The atmosphere at the school is a little odd. It’s completely deserted. The new term hasn’t started, and all of the boys are on their holidays, but she distinctly hears the sounds of children coming from the classrooms. The headmaster, Michael Carmichael (Peter Cushing), makes her a little uneasy as well. Is he a somewhat sinister figure, or just unusually reserved? She’s not quite sure. His wife Molly (Joan Collins) is even more unsettling. She mixes charm and outright hostility, with the hostility certainly predominating.

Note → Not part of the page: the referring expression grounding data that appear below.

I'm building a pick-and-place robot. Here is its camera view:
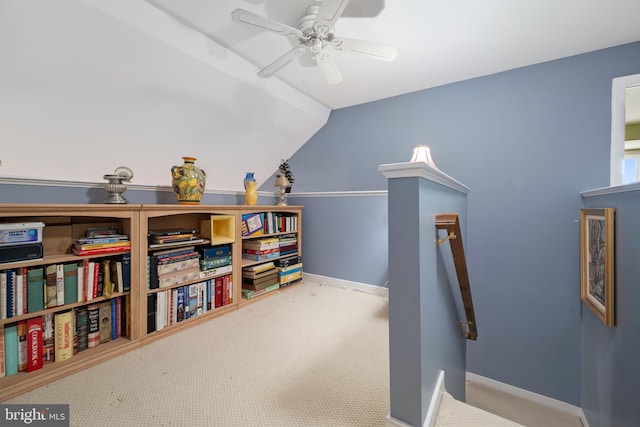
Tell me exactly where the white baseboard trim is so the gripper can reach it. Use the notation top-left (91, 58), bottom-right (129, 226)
top-left (467, 372), bottom-right (589, 427)
top-left (423, 371), bottom-right (444, 427)
top-left (303, 272), bottom-right (389, 297)
top-left (387, 371), bottom-right (445, 427)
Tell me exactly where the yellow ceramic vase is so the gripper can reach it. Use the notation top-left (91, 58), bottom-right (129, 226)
top-left (171, 157), bottom-right (207, 205)
top-left (244, 181), bottom-right (258, 205)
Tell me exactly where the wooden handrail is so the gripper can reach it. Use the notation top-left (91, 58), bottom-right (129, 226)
top-left (436, 213), bottom-right (478, 341)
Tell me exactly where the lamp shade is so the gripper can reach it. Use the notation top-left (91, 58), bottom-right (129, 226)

And she’s perhaps just a little too glamorous and sexy.
When Peggy is attacked once more, apparently by the same man, she is well on the way to losing her grip.
There’s a slight giallo influence here, with the black-gloved attacker, and it might well have paid dividends to have pushed this influence a little further. Sangster though sticks to what he knows, but he does a very competent job. He had clearly gained considerable confidence as a director and he pulls off quite a few rather impressive visual moments.
He also relies heavily, and successfully, on atmosphere. Despite the limited Hammer budget it’s a very well-made film with good use of location shooting in the building acting as the school.
All four major characters are either disturbing or odd or creepy, and the greatest strength of the movies is in the performances. Ralph Bates as Robert seems nice enough on the surface, but there’s just a hint of falseness. He’s a little too nice, and too attentive. Peter Cushing is very disturbing indeed, going right over the top. He’s clearly mad, but is he a harmless eccentric or a homicidal maniac? The way Cushing plays him he could just as easily be either. Joan Collins was already well on the way to perfecting her sexy ruthless bitch persona, and that persona suits the film perfectly.
Peggy is the central character though, and a lot depends on Judy Geeson’s performance. She comes through with flying colours. She’s vulnerable and likeabe but with a nice edge of suppressed hysteria, and as the pressure builds she suppresses the hysteria more and more which works a lot more effectively than going over the top would have done.
For a 1970s Hammer production there’s surprisingly no sex and nudity at all. And no gore at all. Not that those ingredients are actually needed here, but it might have helped at the box-office. It comes across as being rather tame for 1972. But it’s a nicely crafted little psychological thriller with some great acting and it’s all thoroughly enjoyable.
The Region 2 DVD from Optimum includes a commentary track with Jimmy Sangster. It’s not terribly illuminating about this particular film but there’s plenty of interesting stuff there on Hammer in general.